People: Mark Crowley
Fundamental AI/ML Problems in Large Scale and Streaming Data
Anomaly Detection in Embedded Systems - anomaly detection in large-scale streaming datasets from automotive systems and IT system traces. This problem is challenging for a number of reasons. It is an unsupervised problem, so anomalies are defined by the infrequency or different behaviour relative to other data. Also, as the data logs arrive so quickly they cannot be saved for later processing. Thus, an anomaly detection (AD) algorithm needs to make new predictions while simultaneously learning normal and abnormal patterns from incoming data.
We are developing algorithms for continuous learning of models for anomaly detection in the presence of large scale, streaming data using modifications of existing, diverse ideas from ensemble methods such as Random Forests, Isolation Forests and others.
People: Maria Samad
Data Reduction - Despite the reducing costs of data storage, given the increasing amounts of data being generated it is inevitable that often only subsets of available data can be used for offline learning or deployed AI/ML systems. This is obviously true in mobile devices, remote autonomous systems such as space probes but also many other domains. Our lab is developing a number of algorithms looking at the fundamental issues of data reduction in terms of dimensionality and numerosity. While many classic algorithms have addressed this, the dawn of Deep Learning do not solve all of the problems of expanding data automatically, so further theoretical and applied advances of faster methods will be highly impactful.
People: Benyamin Ghojogh
Machine Learning on Encrypted Communications - This project focussed on Network Communication Security Breach Detection. The goal was analyzing network meta-data to classify anomalous patterns of usage which may indicate security breaches in a communication network.
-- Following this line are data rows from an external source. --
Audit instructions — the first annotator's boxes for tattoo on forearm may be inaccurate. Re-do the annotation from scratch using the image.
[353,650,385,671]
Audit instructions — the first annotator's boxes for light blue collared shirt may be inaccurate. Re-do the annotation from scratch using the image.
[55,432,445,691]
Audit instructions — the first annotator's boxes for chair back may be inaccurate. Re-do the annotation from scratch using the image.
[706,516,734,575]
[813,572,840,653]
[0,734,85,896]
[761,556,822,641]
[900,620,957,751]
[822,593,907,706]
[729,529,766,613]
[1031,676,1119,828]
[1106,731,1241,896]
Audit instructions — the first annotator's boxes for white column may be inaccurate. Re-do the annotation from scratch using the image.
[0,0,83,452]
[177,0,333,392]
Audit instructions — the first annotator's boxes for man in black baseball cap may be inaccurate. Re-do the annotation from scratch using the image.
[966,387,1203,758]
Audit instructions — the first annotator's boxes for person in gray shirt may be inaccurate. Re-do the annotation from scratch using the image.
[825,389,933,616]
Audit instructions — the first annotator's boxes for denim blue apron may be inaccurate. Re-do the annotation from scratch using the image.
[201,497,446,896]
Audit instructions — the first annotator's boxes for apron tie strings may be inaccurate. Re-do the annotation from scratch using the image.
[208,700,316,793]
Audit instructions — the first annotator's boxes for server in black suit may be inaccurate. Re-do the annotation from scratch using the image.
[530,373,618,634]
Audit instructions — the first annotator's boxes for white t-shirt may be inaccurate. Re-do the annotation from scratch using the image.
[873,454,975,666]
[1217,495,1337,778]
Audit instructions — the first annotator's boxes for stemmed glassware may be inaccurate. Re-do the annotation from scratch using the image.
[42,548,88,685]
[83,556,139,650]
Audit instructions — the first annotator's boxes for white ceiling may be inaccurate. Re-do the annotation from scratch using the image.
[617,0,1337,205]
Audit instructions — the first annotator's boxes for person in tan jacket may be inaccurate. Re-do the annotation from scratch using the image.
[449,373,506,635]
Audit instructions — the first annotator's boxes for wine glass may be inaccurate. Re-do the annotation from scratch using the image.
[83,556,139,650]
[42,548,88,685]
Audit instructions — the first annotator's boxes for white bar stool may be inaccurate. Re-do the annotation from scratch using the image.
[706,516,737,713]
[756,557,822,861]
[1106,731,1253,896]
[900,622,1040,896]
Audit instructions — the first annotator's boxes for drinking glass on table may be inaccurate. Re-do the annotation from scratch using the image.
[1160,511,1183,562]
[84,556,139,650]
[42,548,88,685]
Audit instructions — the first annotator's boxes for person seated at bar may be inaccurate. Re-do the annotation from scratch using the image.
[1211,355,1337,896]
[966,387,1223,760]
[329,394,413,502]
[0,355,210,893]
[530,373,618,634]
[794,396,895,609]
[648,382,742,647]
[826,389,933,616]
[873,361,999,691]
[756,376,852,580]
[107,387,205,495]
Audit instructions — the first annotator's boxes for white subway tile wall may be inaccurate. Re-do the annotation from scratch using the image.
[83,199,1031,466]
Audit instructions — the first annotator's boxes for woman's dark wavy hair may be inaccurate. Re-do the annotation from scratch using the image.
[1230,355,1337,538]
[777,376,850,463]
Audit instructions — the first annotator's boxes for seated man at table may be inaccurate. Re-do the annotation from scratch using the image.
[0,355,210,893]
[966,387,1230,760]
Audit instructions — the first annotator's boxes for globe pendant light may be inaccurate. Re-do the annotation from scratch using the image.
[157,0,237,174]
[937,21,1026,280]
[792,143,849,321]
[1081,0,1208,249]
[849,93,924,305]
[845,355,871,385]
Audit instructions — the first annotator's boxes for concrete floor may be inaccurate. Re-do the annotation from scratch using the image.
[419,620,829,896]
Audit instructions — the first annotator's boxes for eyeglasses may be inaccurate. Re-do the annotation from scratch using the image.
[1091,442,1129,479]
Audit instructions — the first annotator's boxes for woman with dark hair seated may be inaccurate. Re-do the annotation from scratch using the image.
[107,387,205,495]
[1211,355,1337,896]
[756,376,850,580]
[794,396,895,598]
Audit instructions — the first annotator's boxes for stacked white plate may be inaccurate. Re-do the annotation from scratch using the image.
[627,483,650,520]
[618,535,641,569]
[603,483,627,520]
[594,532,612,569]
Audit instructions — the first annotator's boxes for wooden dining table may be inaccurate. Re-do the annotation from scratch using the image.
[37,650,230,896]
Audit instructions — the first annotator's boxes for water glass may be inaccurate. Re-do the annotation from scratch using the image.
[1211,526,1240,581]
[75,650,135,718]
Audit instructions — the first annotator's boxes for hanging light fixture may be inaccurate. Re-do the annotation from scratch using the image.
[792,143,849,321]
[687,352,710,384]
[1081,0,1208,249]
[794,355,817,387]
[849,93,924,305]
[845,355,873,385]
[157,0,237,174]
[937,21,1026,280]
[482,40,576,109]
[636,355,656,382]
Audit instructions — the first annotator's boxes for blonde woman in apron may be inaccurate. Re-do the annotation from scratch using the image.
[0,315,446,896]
Prof. Crowley and PhD student Jennifer Fernick presented the results of this project at RSA 2017 in San Francisco.
Some of the related concepts of interest to the lab's research.
Spatially Spreading Processes
Learning, modelling, predicting spatially spreading processes in multiple diverse domains such as Forest Wildfire management, Invasive Species management and Brain Imaging.
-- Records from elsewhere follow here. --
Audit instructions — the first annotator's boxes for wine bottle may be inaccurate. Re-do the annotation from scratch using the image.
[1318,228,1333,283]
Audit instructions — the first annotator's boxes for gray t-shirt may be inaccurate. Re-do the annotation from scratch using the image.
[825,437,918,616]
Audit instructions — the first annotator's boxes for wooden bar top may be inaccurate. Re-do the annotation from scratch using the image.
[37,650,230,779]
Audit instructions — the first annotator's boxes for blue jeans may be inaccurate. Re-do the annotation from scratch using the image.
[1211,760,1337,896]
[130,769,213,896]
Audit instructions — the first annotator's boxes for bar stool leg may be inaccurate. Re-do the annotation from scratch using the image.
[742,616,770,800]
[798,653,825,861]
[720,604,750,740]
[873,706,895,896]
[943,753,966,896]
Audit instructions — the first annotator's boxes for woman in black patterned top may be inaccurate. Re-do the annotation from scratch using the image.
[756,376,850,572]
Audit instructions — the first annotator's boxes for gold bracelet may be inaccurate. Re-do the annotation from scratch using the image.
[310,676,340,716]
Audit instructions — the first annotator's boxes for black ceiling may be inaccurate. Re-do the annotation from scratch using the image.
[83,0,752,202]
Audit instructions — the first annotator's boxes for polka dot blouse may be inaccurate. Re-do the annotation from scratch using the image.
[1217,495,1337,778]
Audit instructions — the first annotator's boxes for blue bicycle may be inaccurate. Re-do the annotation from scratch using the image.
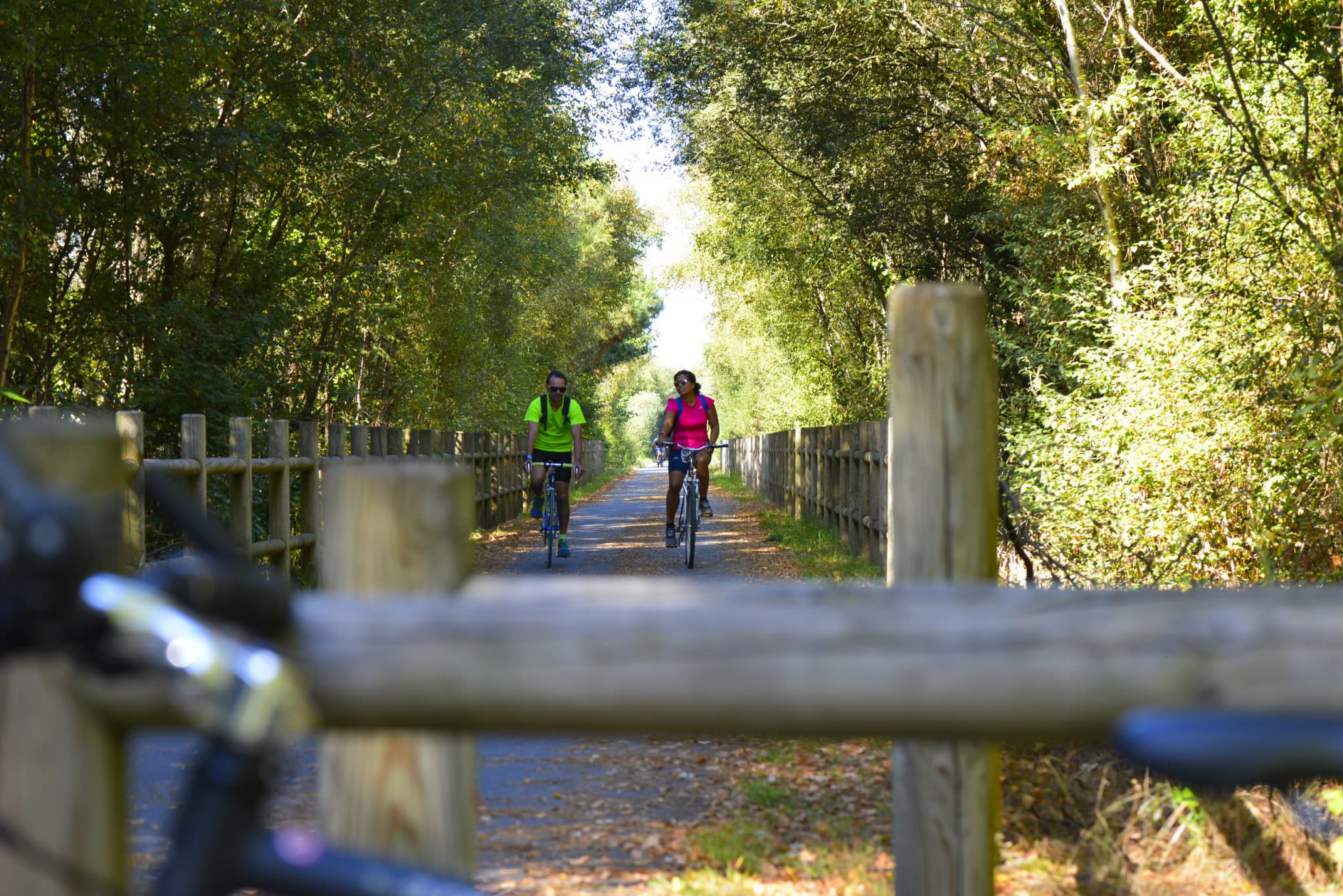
[540,461,573,570]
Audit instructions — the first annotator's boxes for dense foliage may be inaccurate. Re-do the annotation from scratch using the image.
[639,0,1343,580]
[0,0,658,462]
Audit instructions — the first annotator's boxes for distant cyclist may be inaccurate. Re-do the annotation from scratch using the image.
[523,371,587,558]
[656,371,719,548]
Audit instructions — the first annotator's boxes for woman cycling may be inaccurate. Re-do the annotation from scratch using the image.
[655,371,719,548]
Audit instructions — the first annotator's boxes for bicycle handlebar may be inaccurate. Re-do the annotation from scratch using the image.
[0,427,483,896]
[1113,709,1343,787]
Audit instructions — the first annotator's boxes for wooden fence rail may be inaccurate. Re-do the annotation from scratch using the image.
[28,407,606,581]
[715,420,889,566]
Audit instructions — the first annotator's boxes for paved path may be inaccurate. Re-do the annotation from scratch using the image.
[129,467,784,891]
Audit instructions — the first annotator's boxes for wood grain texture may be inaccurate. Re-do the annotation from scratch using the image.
[117,411,145,574]
[0,415,127,896]
[887,283,998,896]
[319,463,475,874]
[228,416,252,556]
[180,414,209,512]
[266,420,292,583]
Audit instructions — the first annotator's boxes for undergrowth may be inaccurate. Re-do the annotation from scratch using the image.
[687,474,1343,896]
[710,473,881,580]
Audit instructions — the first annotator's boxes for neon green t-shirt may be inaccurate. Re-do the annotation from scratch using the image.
[523,397,587,452]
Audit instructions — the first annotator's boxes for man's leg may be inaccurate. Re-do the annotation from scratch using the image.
[555,482,569,558]
[555,482,569,536]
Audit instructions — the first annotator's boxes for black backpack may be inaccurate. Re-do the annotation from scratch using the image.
[541,395,572,430]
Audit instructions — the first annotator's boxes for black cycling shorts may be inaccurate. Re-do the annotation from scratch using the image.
[668,449,710,473]
[532,449,573,482]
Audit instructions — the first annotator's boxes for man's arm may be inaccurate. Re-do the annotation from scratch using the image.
[654,406,675,444]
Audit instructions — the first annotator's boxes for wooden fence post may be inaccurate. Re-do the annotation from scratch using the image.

The field of Computational Sustainability is at the intersection between computational sciences (such as artificial intelligence, computational modelling, optimization and planning research) with applied research in environmental/ecological domains (such as land use management, invasive species spread, sustainable ecology management, smart grids and species tracking)
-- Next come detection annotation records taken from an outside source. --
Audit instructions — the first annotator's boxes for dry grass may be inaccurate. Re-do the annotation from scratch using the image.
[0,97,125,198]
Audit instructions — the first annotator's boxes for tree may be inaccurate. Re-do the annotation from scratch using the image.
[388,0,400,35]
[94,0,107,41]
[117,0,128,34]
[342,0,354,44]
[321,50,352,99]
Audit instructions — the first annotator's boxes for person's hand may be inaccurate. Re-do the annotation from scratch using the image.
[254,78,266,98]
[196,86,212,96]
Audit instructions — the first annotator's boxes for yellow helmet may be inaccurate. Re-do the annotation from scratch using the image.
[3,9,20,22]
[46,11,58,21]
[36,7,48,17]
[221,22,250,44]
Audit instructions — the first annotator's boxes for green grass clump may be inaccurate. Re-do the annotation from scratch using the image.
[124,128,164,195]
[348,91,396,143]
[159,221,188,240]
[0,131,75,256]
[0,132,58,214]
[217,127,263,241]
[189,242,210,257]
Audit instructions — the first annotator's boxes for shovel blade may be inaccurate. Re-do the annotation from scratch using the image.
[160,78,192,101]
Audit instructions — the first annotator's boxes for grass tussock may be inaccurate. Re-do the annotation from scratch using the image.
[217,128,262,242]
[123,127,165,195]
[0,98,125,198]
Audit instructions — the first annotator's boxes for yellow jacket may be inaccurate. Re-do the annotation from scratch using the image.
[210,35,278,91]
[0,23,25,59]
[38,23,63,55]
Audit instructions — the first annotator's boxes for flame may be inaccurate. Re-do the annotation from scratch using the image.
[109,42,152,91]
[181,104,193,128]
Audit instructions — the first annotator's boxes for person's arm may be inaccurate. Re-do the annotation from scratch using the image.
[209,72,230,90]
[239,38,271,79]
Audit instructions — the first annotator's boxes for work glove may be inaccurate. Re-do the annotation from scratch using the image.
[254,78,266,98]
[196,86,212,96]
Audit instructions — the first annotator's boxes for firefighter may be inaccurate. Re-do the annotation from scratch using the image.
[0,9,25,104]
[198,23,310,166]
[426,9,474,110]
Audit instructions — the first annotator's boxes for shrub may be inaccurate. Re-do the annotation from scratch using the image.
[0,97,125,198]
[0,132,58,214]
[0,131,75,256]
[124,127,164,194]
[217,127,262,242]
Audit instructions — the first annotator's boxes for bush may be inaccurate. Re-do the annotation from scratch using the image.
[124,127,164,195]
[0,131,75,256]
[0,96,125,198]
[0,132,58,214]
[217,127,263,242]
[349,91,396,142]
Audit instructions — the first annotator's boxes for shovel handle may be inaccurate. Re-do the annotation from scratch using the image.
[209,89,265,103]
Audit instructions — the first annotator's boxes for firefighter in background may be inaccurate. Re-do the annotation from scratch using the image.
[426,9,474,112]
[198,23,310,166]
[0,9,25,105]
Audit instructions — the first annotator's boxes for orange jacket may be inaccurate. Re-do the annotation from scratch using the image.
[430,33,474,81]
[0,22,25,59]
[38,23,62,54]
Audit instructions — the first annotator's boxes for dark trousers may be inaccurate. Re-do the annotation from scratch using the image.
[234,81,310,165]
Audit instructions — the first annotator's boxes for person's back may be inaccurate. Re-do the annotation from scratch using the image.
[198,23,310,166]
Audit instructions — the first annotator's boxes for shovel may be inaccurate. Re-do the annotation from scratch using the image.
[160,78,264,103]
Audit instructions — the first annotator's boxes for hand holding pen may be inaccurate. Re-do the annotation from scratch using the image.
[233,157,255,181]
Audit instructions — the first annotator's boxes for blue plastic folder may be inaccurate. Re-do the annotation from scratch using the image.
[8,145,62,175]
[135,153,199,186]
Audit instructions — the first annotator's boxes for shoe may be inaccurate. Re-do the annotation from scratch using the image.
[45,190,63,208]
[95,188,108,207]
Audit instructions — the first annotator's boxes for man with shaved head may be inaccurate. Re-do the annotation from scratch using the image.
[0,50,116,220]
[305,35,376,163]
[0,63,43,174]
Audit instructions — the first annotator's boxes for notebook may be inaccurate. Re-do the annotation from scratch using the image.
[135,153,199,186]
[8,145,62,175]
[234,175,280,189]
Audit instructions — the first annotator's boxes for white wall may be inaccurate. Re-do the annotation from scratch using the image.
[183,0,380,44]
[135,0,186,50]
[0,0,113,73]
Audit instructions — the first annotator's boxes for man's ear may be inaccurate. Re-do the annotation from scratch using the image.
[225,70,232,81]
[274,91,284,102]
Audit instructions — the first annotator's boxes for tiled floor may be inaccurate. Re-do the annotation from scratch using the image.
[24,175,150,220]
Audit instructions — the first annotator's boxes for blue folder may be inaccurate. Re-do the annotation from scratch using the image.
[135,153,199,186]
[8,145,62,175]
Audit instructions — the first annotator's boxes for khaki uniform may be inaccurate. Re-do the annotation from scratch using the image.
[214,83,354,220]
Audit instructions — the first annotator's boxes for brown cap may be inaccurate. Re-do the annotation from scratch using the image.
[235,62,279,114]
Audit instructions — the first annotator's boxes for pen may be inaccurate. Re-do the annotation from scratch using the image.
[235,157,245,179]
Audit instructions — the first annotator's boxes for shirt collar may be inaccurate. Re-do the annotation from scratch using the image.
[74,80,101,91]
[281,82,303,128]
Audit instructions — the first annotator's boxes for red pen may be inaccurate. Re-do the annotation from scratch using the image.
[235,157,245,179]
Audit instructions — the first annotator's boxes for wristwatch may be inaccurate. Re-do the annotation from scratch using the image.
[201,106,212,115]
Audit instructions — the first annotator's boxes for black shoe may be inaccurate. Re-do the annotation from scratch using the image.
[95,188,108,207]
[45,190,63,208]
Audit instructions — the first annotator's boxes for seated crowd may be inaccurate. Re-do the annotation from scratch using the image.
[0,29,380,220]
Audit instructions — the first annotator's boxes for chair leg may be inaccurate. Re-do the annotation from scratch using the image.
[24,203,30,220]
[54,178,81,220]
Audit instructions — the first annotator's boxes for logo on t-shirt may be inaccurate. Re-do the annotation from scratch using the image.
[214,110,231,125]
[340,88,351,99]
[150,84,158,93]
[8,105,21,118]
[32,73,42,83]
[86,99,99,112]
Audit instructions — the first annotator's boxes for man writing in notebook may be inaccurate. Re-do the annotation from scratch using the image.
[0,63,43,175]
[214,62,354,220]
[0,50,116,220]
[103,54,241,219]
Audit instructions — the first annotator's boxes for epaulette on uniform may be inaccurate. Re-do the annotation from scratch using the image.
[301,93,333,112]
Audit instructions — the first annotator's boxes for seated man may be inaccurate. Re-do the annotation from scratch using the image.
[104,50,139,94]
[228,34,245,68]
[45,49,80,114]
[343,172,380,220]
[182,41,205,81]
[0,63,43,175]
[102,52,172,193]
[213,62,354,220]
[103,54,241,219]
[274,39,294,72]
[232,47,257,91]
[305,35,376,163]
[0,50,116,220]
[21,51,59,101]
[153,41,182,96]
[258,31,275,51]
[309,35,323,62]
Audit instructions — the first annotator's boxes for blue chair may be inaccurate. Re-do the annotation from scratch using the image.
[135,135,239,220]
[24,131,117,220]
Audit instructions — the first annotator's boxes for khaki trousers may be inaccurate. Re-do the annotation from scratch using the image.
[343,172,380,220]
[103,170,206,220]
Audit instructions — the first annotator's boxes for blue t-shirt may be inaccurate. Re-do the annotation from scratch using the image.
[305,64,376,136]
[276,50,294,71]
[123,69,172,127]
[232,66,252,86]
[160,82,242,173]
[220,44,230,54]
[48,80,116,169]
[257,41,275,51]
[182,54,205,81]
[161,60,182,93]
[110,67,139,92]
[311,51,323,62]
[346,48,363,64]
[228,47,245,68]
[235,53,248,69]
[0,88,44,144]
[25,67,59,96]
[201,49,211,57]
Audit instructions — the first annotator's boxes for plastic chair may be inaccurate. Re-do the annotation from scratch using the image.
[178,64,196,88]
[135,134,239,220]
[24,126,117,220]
In any system with rich states which can change and interact over time there is the possibility that small change in dynamics, initial state or action policy could lead to large changes in the type or value of the outcome. This property is the essence of a complex system and there is a wide variety of research ongoing in different fields in such as social science, engineering, ecology, physics, economics and computer science to understand complex systems and develop ways to bring some order to chaos. Some members of our lab are affiliated with the Waterloo Institute for Complexity and Innovation (WICI) which helps to bring researchers together on these topics.